Daar hoefden de makers niet veel voor te veranderen. Zelfs niet met allemaal nieuwe spelers (met mooie zang van Coen Bril, Jelle Hoekstra, Hendrik Kegels en Mees Walter) en tientallen nieuwe figuranten, variërend van de leukste thuis tot de knappe barman met sterallures en de man die er heel veel verstand van heeft, tot aan iemand die gewoon even komt kijken en de jongen die zijn glas laat vallen. Zij komen aan het einde als eerste het applaus halen. Terecht: zij maken een festival. Net als de ook bij naam genoemde afwashulp, rondrennende kinderen, kok, boze locatiemanager en natuurlijk het manusje van alles.

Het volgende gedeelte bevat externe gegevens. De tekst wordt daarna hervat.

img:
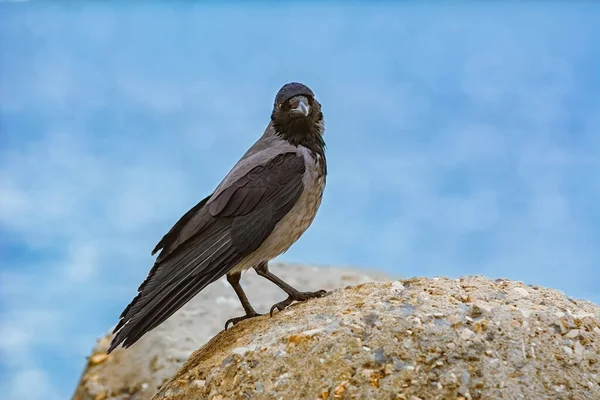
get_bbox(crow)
[108,82,327,353]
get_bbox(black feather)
[108,153,305,353]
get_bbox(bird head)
[271,82,323,144]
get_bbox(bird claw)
[269,290,327,317]
[225,312,262,330]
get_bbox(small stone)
[521,309,533,318]
[392,281,406,292]
[460,328,475,340]
[565,329,579,339]
[574,342,585,358]
[231,347,252,356]
[191,379,206,387]
[512,287,529,297]
[288,334,308,345]
[94,391,108,400]
[302,328,324,337]
[333,381,349,399]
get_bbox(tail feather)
[108,225,243,353]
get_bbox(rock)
[73,263,387,400]
[152,277,600,400]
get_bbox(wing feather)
[108,152,305,352]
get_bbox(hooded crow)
[108,82,327,353]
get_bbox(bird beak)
[290,100,310,117]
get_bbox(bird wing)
[152,194,212,255]
[108,152,305,353]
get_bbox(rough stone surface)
[73,263,388,400]
[153,277,600,400]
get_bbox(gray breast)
[235,146,325,270]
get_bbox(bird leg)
[254,261,327,316]
[225,272,262,330]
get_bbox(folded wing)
[108,153,305,352]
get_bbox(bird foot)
[225,312,262,330]
[269,290,327,317]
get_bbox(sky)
[0,2,600,400]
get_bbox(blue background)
[0,2,600,400]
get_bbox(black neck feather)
[273,118,327,174]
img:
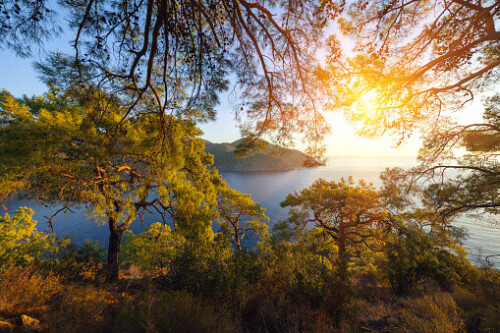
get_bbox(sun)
[349,89,382,121]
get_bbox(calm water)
[6,157,500,265]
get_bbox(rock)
[19,315,40,328]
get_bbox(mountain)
[205,140,320,171]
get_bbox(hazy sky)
[0,42,482,156]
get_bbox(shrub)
[0,267,62,317]
[0,207,57,270]
[121,223,184,275]
[399,292,464,333]
[386,225,475,294]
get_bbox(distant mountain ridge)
[205,140,321,171]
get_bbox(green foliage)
[122,222,185,275]
[53,238,104,281]
[0,207,58,269]
[400,292,464,333]
[217,185,269,250]
[386,224,474,294]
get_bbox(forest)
[0,0,500,332]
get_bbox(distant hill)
[205,140,320,171]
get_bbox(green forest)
[0,0,500,332]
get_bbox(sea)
[4,156,500,267]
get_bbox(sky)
[0,40,482,156]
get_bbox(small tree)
[217,186,269,251]
[281,177,386,326]
[0,87,221,280]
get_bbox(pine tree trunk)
[106,221,122,282]
[234,228,241,251]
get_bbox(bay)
[5,157,500,266]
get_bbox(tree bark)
[234,227,241,251]
[106,219,122,282]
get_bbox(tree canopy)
[0,0,342,153]
[340,0,500,137]
[0,88,222,278]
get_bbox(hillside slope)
[205,140,319,171]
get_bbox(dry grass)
[0,267,62,318]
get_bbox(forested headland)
[0,0,500,332]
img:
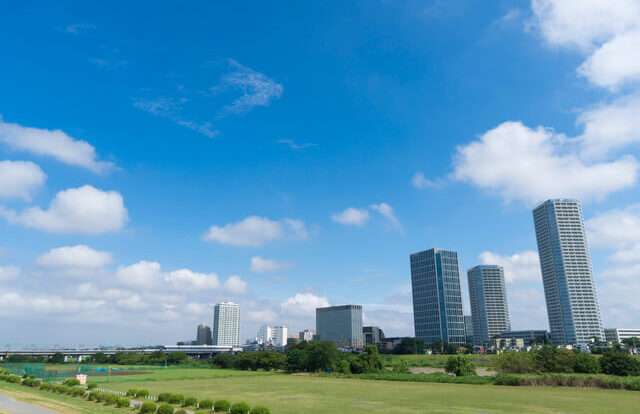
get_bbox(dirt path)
[0,393,57,414]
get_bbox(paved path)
[0,394,57,414]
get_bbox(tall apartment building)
[213,302,240,346]
[533,199,604,344]
[257,325,289,346]
[196,322,212,345]
[316,305,363,349]
[362,326,384,346]
[467,265,511,346]
[410,249,466,345]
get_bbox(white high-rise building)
[257,325,289,346]
[213,302,240,346]
[533,199,605,345]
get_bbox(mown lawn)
[102,371,640,414]
[0,381,122,414]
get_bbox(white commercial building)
[604,328,640,344]
[257,325,289,346]
[533,200,604,345]
[213,302,240,346]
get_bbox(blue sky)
[0,0,640,346]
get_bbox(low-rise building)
[604,328,640,344]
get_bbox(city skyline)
[0,0,640,347]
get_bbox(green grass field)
[95,369,640,414]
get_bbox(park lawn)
[102,374,640,414]
[0,381,123,414]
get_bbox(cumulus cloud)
[0,185,129,234]
[36,244,113,269]
[0,160,47,201]
[251,256,293,273]
[280,293,329,317]
[202,216,308,247]
[331,207,369,226]
[532,0,640,90]
[0,118,113,172]
[369,203,402,230]
[478,250,542,283]
[585,204,640,248]
[452,122,638,205]
[0,266,20,283]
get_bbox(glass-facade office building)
[410,249,466,345]
[467,265,511,346]
[533,199,604,344]
[316,305,363,349]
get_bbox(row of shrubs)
[494,346,640,376]
[494,373,640,391]
[0,372,270,414]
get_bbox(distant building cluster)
[180,199,640,353]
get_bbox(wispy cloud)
[60,23,96,35]
[277,139,318,151]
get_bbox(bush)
[169,394,184,404]
[158,404,174,414]
[573,353,600,374]
[182,397,198,407]
[444,355,476,377]
[215,400,231,411]
[116,397,131,408]
[494,352,536,374]
[105,394,118,405]
[600,351,640,377]
[198,398,213,410]
[158,392,171,402]
[140,401,158,414]
[231,402,251,414]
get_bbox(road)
[0,394,58,414]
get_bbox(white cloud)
[0,266,20,283]
[164,269,220,291]
[222,275,249,293]
[0,118,113,172]
[280,293,329,317]
[0,185,129,234]
[585,204,640,248]
[452,122,638,205]
[478,250,542,283]
[220,60,284,114]
[36,244,113,269]
[578,95,640,159]
[202,216,308,247]
[531,0,640,50]
[331,207,369,226]
[251,256,293,273]
[0,160,47,201]
[578,29,640,90]
[411,172,441,190]
[369,203,402,231]
[116,260,162,289]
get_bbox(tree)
[444,355,476,377]
[600,350,640,376]
[573,352,600,374]
[622,336,640,348]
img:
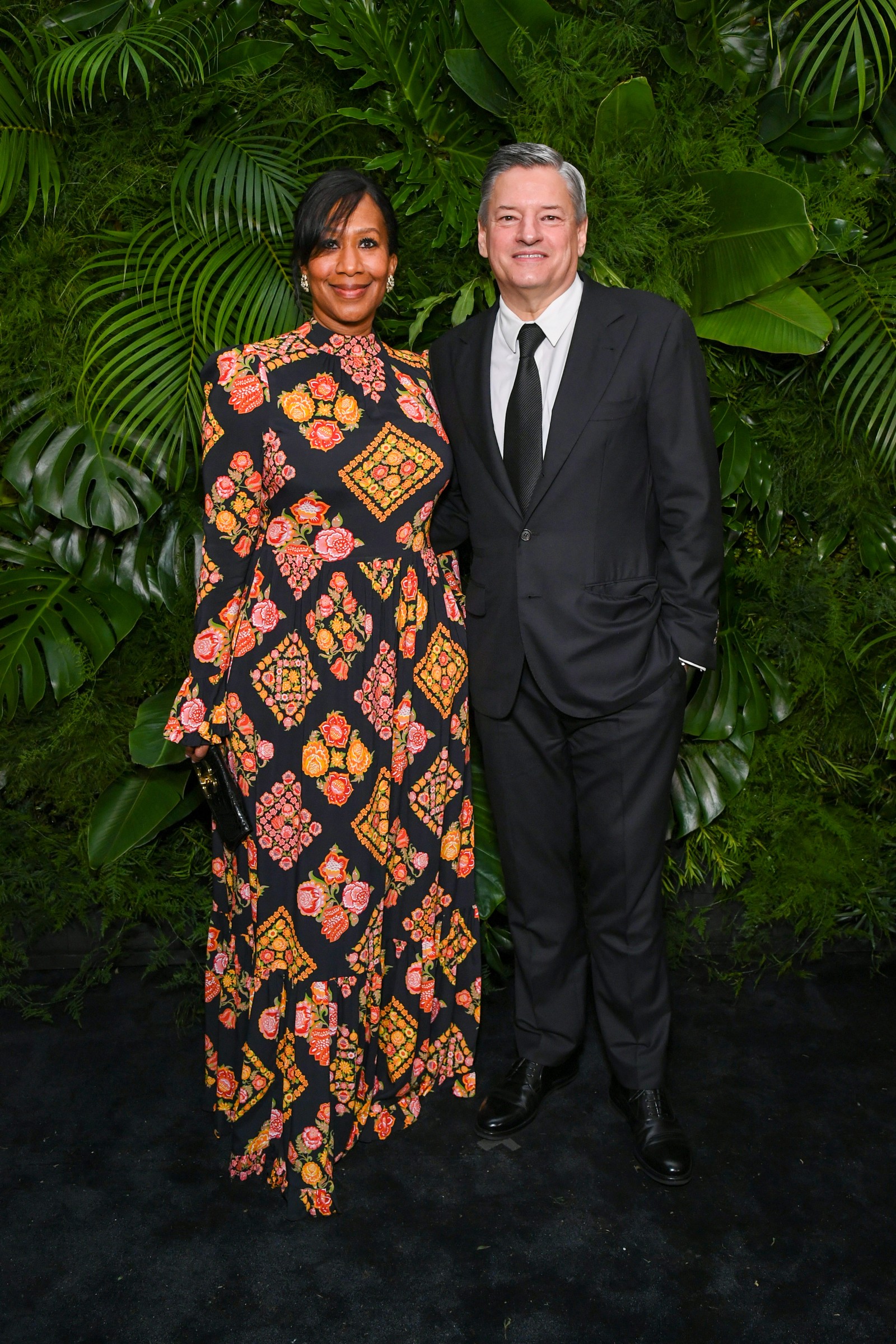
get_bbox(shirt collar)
[498,276,584,355]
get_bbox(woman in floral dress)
[165,172,479,1214]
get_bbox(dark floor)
[0,957,896,1344]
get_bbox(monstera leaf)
[3,416,161,534]
[693,279,834,355]
[0,545,142,715]
[693,171,815,313]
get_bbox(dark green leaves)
[3,416,161,532]
[0,547,142,715]
[693,172,815,313]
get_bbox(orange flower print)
[321,713,351,747]
[302,738,329,780]
[277,387,314,424]
[324,774,352,808]
[289,494,329,527]
[321,906,349,942]
[333,394,361,429]
[228,374,265,416]
[216,1067,236,1101]
[307,374,338,402]
[317,850,348,883]
[374,1110,395,1138]
[305,421,345,453]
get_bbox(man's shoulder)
[430,308,494,360]
[586,279,688,329]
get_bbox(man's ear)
[477,221,489,256]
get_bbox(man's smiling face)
[479,167,589,316]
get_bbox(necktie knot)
[517,323,544,359]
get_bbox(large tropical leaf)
[785,0,896,114]
[3,416,161,532]
[0,28,62,222]
[693,171,815,313]
[0,545,142,715]
[815,242,896,466]
[128,678,184,767]
[464,0,558,87]
[87,766,194,868]
[80,221,298,484]
[594,75,657,148]
[171,114,333,239]
[694,279,833,355]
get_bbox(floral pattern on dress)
[165,323,479,1216]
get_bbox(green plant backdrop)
[0,0,896,1012]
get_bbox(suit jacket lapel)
[526,278,636,516]
[455,304,521,516]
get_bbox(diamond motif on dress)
[354,640,398,742]
[253,631,321,729]
[438,910,475,984]
[414,622,466,719]
[352,766,392,864]
[255,770,321,871]
[255,906,317,984]
[357,558,402,601]
[407,747,464,836]
[379,998,418,1082]
[230,1044,274,1119]
[277,1027,307,1117]
[338,421,444,523]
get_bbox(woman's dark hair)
[293,168,398,297]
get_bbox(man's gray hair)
[479,141,589,225]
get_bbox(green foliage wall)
[0,0,896,1008]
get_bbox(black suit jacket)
[430,277,723,718]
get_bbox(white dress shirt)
[492,276,584,456]
[491,276,705,672]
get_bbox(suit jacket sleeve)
[430,342,470,555]
[647,310,724,668]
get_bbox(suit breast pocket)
[589,396,641,421]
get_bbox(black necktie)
[504,323,544,514]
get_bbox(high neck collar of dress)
[307,320,380,353]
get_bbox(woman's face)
[302,196,398,336]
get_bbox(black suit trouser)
[475,662,687,1088]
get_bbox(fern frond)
[819,242,896,468]
[78,219,298,484]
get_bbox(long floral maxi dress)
[165,323,481,1214]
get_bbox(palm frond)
[819,242,896,468]
[0,28,62,223]
[78,221,298,487]
[783,0,896,115]
[171,114,344,239]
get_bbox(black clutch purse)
[192,746,251,850]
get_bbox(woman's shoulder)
[200,323,324,411]
[383,342,430,372]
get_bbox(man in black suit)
[430,144,723,1186]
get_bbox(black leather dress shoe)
[475,1055,579,1138]
[610,1078,690,1186]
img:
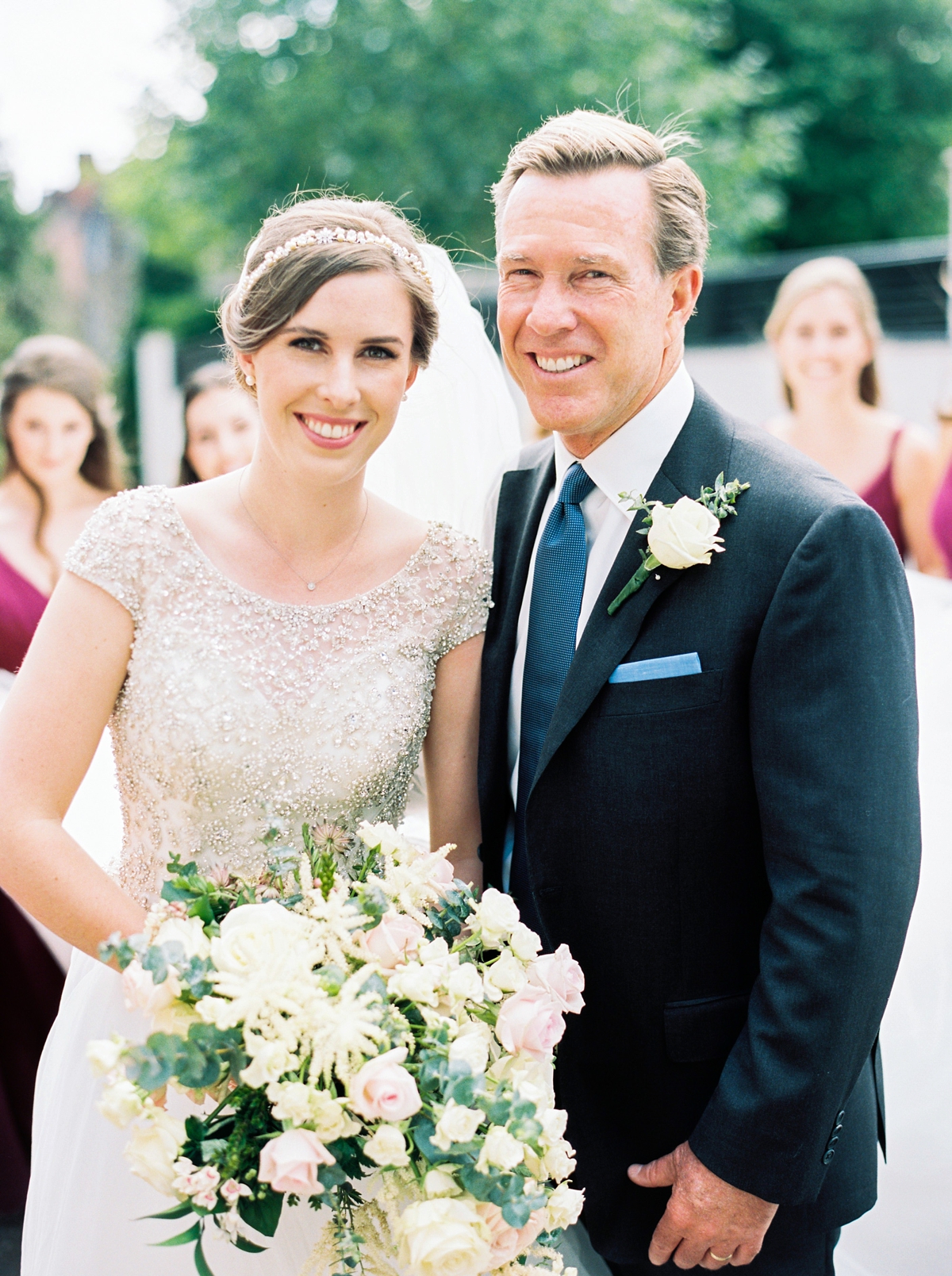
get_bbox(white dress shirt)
[505,363,694,821]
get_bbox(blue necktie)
[509,462,595,934]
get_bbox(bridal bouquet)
[88,823,585,1276]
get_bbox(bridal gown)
[21,487,491,1276]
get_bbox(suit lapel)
[480,451,555,782]
[536,472,684,777]
[536,389,732,781]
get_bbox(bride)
[0,199,490,1276]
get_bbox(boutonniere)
[608,474,750,617]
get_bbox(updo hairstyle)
[220,195,439,394]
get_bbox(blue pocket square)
[608,651,701,682]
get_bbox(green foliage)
[0,170,51,359]
[425,878,476,944]
[126,1024,248,1092]
[107,0,799,347]
[708,0,952,249]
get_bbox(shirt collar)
[555,363,694,521]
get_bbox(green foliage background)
[0,0,952,362]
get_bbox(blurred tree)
[708,0,952,249]
[0,170,52,359]
[113,0,800,332]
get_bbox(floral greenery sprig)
[88,824,583,1276]
[608,474,750,617]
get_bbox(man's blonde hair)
[493,111,709,275]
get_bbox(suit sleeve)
[689,504,920,1206]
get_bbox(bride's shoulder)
[63,486,182,620]
[422,522,493,587]
[416,523,493,657]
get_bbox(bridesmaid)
[178,363,259,486]
[765,256,942,575]
[0,337,124,1215]
[931,415,952,577]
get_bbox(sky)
[0,0,204,212]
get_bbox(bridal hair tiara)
[239,226,432,301]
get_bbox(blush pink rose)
[476,1201,545,1268]
[258,1129,334,1200]
[348,1049,421,1121]
[497,984,566,1062]
[528,944,585,1014]
[367,913,424,970]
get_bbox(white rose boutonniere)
[608,474,750,617]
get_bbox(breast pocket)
[601,669,724,716]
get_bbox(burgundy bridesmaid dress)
[931,452,952,577]
[0,555,63,1215]
[859,426,908,559]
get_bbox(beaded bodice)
[65,487,491,903]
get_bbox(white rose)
[509,921,543,961]
[447,961,485,1005]
[546,1183,585,1232]
[152,917,212,961]
[125,1108,185,1196]
[432,1098,485,1152]
[424,1170,462,1197]
[268,1081,314,1125]
[648,497,721,568]
[122,959,181,1017]
[480,1125,524,1170]
[212,900,315,997]
[449,1025,489,1076]
[363,1125,409,1166]
[541,1091,569,1143]
[241,1032,300,1090]
[394,1197,490,1276]
[386,961,443,1005]
[96,1077,143,1129]
[86,1032,129,1077]
[543,1140,575,1183]
[486,952,527,993]
[474,887,520,947]
[268,1081,360,1143]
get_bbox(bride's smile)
[239,271,417,481]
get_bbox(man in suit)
[480,111,919,1276]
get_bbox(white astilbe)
[300,884,367,970]
[301,966,390,1085]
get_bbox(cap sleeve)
[63,487,166,627]
[436,527,493,659]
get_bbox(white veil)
[367,244,520,537]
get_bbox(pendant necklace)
[239,474,370,592]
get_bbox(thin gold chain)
[239,470,370,591]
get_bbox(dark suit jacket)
[480,390,919,1263]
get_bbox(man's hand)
[628,1143,777,1271]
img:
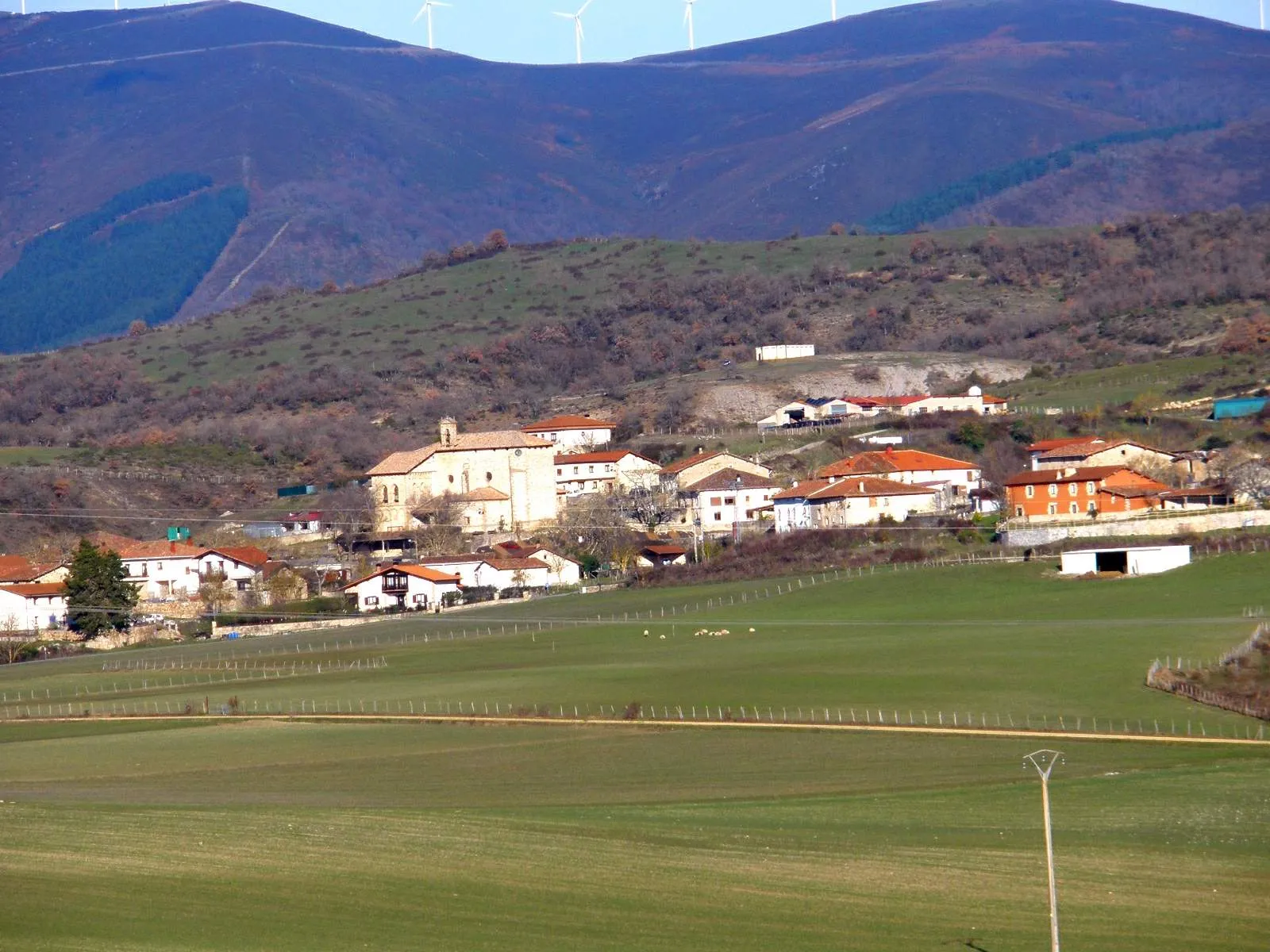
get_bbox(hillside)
[0,0,1270,330]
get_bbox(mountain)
[0,0,1270,340]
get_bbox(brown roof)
[806,476,935,501]
[521,414,618,433]
[1040,436,1172,459]
[556,449,656,466]
[772,480,833,503]
[207,546,269,569]
[343,565,459,592]
[366,430,554,476]
[815,447,979,478]
[485,559,551,573]
[455,486,510,503]
[0,582,66,598]
[662,449,724,476]
[1003,466,1141,486]
[683,468,779,493]
[640,544,688,556]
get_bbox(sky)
[10,0,1270,63]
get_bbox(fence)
[1147,624,1270,721]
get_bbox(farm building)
[754,344,815,363]
[1059,546,1190,575]
[1213,397,1270,420]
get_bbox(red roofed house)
[368,417,556,533]
[1005,466,1170,522]
[521,415,618,453]
[1027,436,1179,471]
[679,468,781,533]
[344,565,459,612]
[555,449,662,497]
[815,447,983,505]
[662,449,772,490]
[772,476,938,532]
[0,582,66,637]
[0,556,70,582]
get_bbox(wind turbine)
[556,0,595,63]
[411,0,452,49]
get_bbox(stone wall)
[1001,509,1270,548]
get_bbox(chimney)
[438,416,459,447]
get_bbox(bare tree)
[0,614,40,664]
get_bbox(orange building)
[1005,466,1168,520]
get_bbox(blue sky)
[12,0,1270,62]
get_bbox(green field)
[0,555,1270,952]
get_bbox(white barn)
[1059,546,1190,575]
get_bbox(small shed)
[1213,397,1270,420]
[1059,546,1190,575]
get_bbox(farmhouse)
[1005,466,1168,522]
[772,476,937,532]
[368,417,556,533]
[815,447,983,505]
[1059,546,1190,575]
[0,582,66,636]
[344,565,459,612]
[662,449,772,489]
[1027,436,1179,471]
[555,449,662,497]
[679,468,779,533]
[521,416,618,453]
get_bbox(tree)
[0,614,40,664]
[66,539,137,639]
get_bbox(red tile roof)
[1005,466,1145,486]
[815,447,979,478]
[366,430,554,476]
[0,582,66,598]
[556,449,656,466]
[683,468,779,493]
[521,414,618,433]
[343,565,459,592]
[805,476,935,501]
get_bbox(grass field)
[0,555,1270,952]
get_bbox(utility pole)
[1024,750,1063,952]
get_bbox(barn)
[1060,546,1190,575]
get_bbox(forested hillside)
[0,211,1270,487]
[0,174,248,353]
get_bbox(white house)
[344,565,459,612]
[1059,546,1190,575]
[0,582,66,637]
[754,344,815,363]
[772,476,937,532]
[521,415,618,453]
[679,470,781,533]
[555,449,662,497]
[815,447,983,503]
[419,552,553,592]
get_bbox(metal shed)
[1059,546,1190,575]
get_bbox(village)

Terug naar het begin. Op de vlakke houten vloer zien we een kas met daarin de vier mannen in maatpak. Roerloos zingen ze:
Sehet, wie die klaren Sterne
wandeln in des Himmels Auen
und auf uns herniederschauen
schweigend, schweigend aus der blauen Ferne.
Dan horen we kordaat geren op de trappen. Even later kijkt de vrouw in rood mantelpak, geweldig gespeeld door Marie Groothof, misprijzend naar de mannen in de kas. Ze loopt al even vastberaden weer weg en keert terug met een steekwagen, latex handschoenen en een flinke kliko. Vervolgens leren we hoeveel mannen daarin passen (drie) en of ze gewoon door kunnen blijven zingen (ja). Niemand geeft een krimp, iedereen blijft ondanks het bizarre uitgangspunt in hun rol. Dit is spel, maar wel degelijk bloedserieus.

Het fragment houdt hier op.